To increase datacenter utilization, data processing jobs are increasingly being deployed on transient resources temporarily borrowed from latency-critical jobs. However, these transient resources must be evicted whenever latency-critical jobs require them again. Resource evictions often lead to cascading recomputations that substantially degrade job performance.
Pado[1] is an optimization technique that reduces the number of recomputations triggered by eviction of transient resources. Specifically, Pado uses a placement algorithm for selectively retaining intermediate results on reserved resources that are not evicted.

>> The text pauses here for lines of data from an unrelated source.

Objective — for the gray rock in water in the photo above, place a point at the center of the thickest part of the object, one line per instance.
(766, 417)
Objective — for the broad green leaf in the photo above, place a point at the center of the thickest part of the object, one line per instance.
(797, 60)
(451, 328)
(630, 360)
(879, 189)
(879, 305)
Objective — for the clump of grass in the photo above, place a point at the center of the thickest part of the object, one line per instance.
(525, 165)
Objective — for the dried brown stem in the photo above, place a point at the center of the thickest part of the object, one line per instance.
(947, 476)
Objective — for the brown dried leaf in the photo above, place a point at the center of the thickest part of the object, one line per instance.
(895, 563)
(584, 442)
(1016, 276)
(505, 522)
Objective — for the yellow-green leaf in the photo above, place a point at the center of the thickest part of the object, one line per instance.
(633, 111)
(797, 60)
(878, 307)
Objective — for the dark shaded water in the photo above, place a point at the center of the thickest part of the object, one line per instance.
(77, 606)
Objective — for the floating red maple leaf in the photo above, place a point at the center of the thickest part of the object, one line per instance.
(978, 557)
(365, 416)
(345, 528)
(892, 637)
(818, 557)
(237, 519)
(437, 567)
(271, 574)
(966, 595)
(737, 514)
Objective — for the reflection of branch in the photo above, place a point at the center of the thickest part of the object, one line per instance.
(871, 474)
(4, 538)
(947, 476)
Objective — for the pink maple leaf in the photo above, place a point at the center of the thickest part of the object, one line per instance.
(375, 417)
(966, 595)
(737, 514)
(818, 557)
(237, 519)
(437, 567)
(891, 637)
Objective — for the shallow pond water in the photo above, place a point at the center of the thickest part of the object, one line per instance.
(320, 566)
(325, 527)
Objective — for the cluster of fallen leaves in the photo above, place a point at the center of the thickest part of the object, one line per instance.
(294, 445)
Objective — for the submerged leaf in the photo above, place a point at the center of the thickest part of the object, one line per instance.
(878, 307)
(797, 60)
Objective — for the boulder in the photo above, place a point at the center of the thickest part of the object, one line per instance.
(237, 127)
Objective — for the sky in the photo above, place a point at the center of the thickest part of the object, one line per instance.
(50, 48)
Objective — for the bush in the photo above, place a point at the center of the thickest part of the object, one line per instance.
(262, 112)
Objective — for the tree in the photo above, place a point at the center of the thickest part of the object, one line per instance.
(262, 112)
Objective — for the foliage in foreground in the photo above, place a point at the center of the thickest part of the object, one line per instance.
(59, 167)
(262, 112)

Nemo provides an optimization policy interface that makes it easy for users to employ techniques like Pado to improve application performance. To demonstrate the flexibility of Nemo, we have developed and evaluated PadoPolicy. We summarize preliminary evaluation results as follows.
Spark was not able to complete the job even after running for 120 minutes, because it was stuck repeatedly recomputing intermediate results that are lost due to eviction. In contrast, Nemo completed in 18 minutes by selectively retaining intermediate results on reserved nodes using the Pado technique. This 6.7X speedup validates the flexibility of Nemo.
[1] Youngseok Yang, Geon-Woo Kim, Won Wook Song, Yunseong Lee, Andrew Chung, Zhengping Qian, Brian Cho, and Byung-Gon Chun. 2017. Pado: A Data Processing Engine for Harnessing Transient Resources in Datacenters. In Proceedings of the Twelfth European Conference on Computer Systems (EuroSys '17).
[2] Yahoo! Music User Ratings of Songs with Artist, Album, and Genre Meta Information, v. 1.0. https://webscope. sandbox.yahoo.com/catalog.php?datatype=r.